Aquel viejo gordo y bonachón de la aldea de Sotto il Monte, que parecía haber dejado su morral y su cayado de pastor de cabras en la Sala de las Lágrimas antes de internarse por los infinitos corredores del Palacio Apostólico Vaticano, ya con las vestimentas blancas que los sastres se apuraron en descoser porque no había manera que le quedaran, fue uno de los íconos de la década de los sesenta, y seguro se hubiera sentido a gusto entre la densa humareda del concierto de Woodstock con su cigarrillo en la boca, porque entre sus placeres estaba el de fumar, y, claro, el de comer.
Me estoy refiriendo, como se usaba decir antes según los cánones de los circunloquios oratorios, a Giovanni Roncalli, Juan XXIII, a quien en diciembre de este año el papa Francisco elevará a los altares habiéndole dispensado el requisito de un segundo milagro. Muy acertado este Francisco como en tantas otras cosas que ha dicho y hace, saltarse las trancas burocráticas y canonizar sin más trámite a este antecesor suyo, electo en 1958 como una manera de salir del paso. Porque a sus 77 años era juzgado demasiado viejo para emprender algo notable, pero los cinco años que duró su papado estuvieron llenos de verdaderos milagros, suficientes para rebosar el expediente abierto por la Congregación para las Causas de los Santos, si las transformaciones valieran como milagros.
El papa Francisco ha llegado a ocupar la silla de san Pedro, como se usa decir también, a la misma edad, pero no alcanzo a verlo tan anciano como en aquel tiempo al papa Juan, seguramente porque en la adolescencia uno suele envolver a los viejos en una turbia lejanía. Y hablando de lejanías, lo primero que este Juan y este Francisco hicieron fue volverse cercanos.

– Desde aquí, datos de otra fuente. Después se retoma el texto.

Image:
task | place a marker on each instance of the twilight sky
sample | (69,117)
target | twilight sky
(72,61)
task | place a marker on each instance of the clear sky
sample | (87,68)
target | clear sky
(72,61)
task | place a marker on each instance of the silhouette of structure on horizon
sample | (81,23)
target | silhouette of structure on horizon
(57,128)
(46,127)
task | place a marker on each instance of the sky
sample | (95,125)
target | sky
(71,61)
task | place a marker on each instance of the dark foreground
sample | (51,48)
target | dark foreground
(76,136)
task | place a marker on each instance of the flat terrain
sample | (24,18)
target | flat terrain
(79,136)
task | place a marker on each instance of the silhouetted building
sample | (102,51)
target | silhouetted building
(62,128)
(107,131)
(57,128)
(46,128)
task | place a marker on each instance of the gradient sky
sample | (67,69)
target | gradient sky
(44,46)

Hay unas páginas de la novela Los Buddenbrook de Thomas Mann donde las puertas de los salones del Palacio Vaticano van abriéndose una tras otras al paso del visitante, como si aquellos aposentos fueran infinitos, hasta llegar a la última, donde aguarda el papa, solitario, y aun habiendo llegado a él, siempre lejano.
Ahora Francisco ni siquiera vive allí, sino en la residencia de Santa Marta, tal como se lo explica a un amigo sacerdote en Buenos Aires en una carta del 29 de mayo: “Procuro tener el mismo modo de ser y de actuar que tenía en Bs As, porque, si a mi edad cambio, seguro que hago el ridículo… No quise ir al Palacio Apostólico a vivir, voy sólo a trabajar y a las audiencias. Me quedé a vivir en la Casa Santa Marta, que es una casa (donde nos alojábamos durante el Cónclave) de huéspedes para obispos, curas y laicos. Estoy a la vista de la gente y hago la vida normal: misa pública a la mañana, como en el comedor con todos, etc. Esto me hace bien y evita que quede aislado….”

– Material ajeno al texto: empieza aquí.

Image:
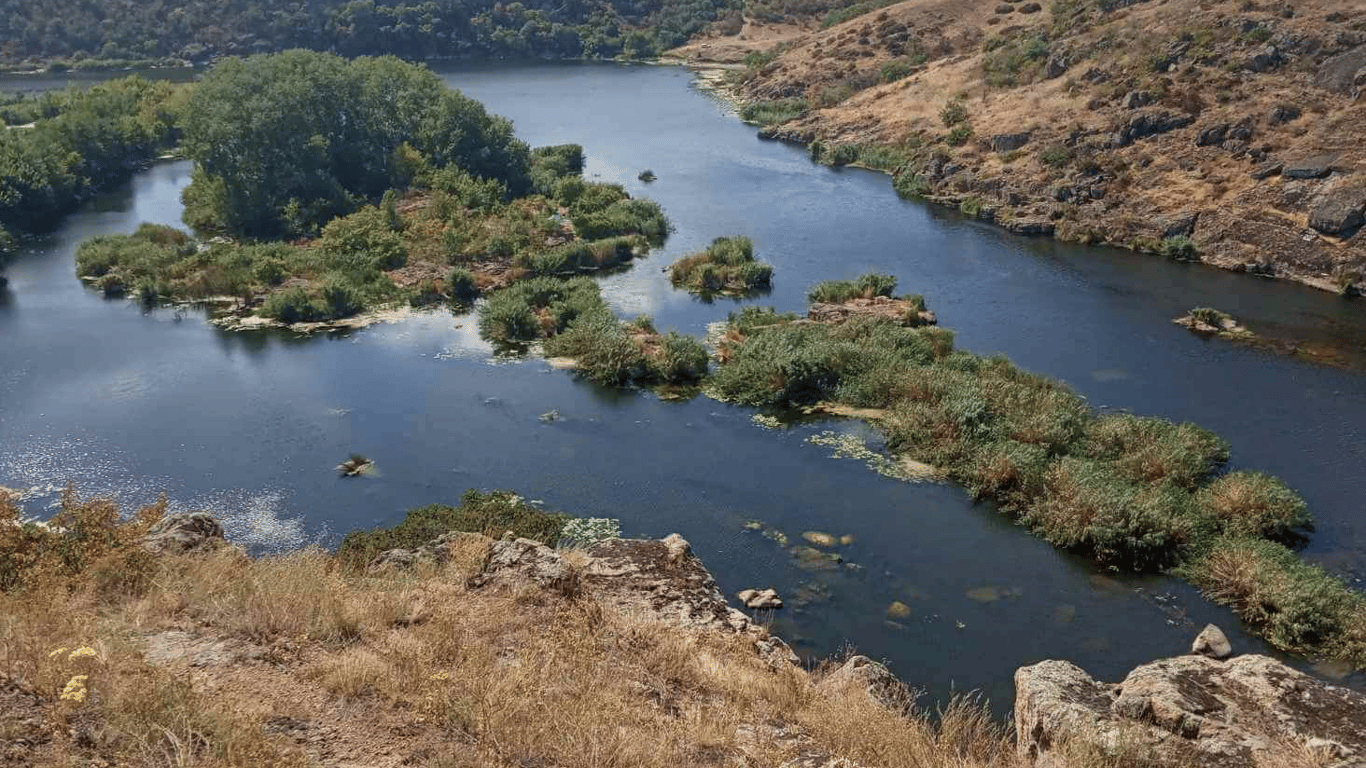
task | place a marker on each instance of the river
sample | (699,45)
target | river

Juan se habría escapado de los aposentos papales para irse a vivir también a una casa de huéspedes si hubiera podido, pero entonces, medio siglo atrás, era demasiado atrevimiento, aunque cometió no pocas trasgresiones. Eso de sentarse a comer acompañado, por ejemplo, porque hasta el papado del nada carismático Pío XII, los papas comían solos según la tradición, imaginen tamaño aburrimiento. Cuando Juan empezó a invitar a su mesa a viejos amigos y periodistas, con quienes se quedaba a los postres en amena charla, fumándose su cigarrito, el cardenal camarlengo le hizo ver que estaba rompiendo una regla impuesta siglos atrás por otro papa. “Entonces, con la misma autoridad de nuestro antecesor, nos, Juan XXIII, decidimos comer acompañados”, dice la leyenda que fue su respuesta, usando ese plural mayestático que seguramente también despreciaba.
La historia de la iglesia, y aquí habla un profano, puede dividirse en el siglo veinte entre antes y después del papa Juan. Hay cosas que quizás pocos recuerden, y para eso están las personas mayores, que se van quedando con el vicio consuetudinario de recordar. Soportó mal el boato de califa oriental que rodeaba a los papas, pues entonces, lejos de inventarse aún el papamóvil, eran paseados por la plaza de San Pedro sentados en la silla gestatoria, cargada por ujieres de la nobleza romana, mientras otros criados le soplaban aire con los flabelos egipcios, unos gigantescos abanicos de plumas de avestruz, y la guardia suiza abría la procesión con sus alabardas. Como tenía buen diente, y era por tanto robusto, antes de subir a la silla bromeaba: “¿No se hundirá esto con tanto peso encima?” Porque tampoco le faltó el sentido del humor, otra de sus virtudes.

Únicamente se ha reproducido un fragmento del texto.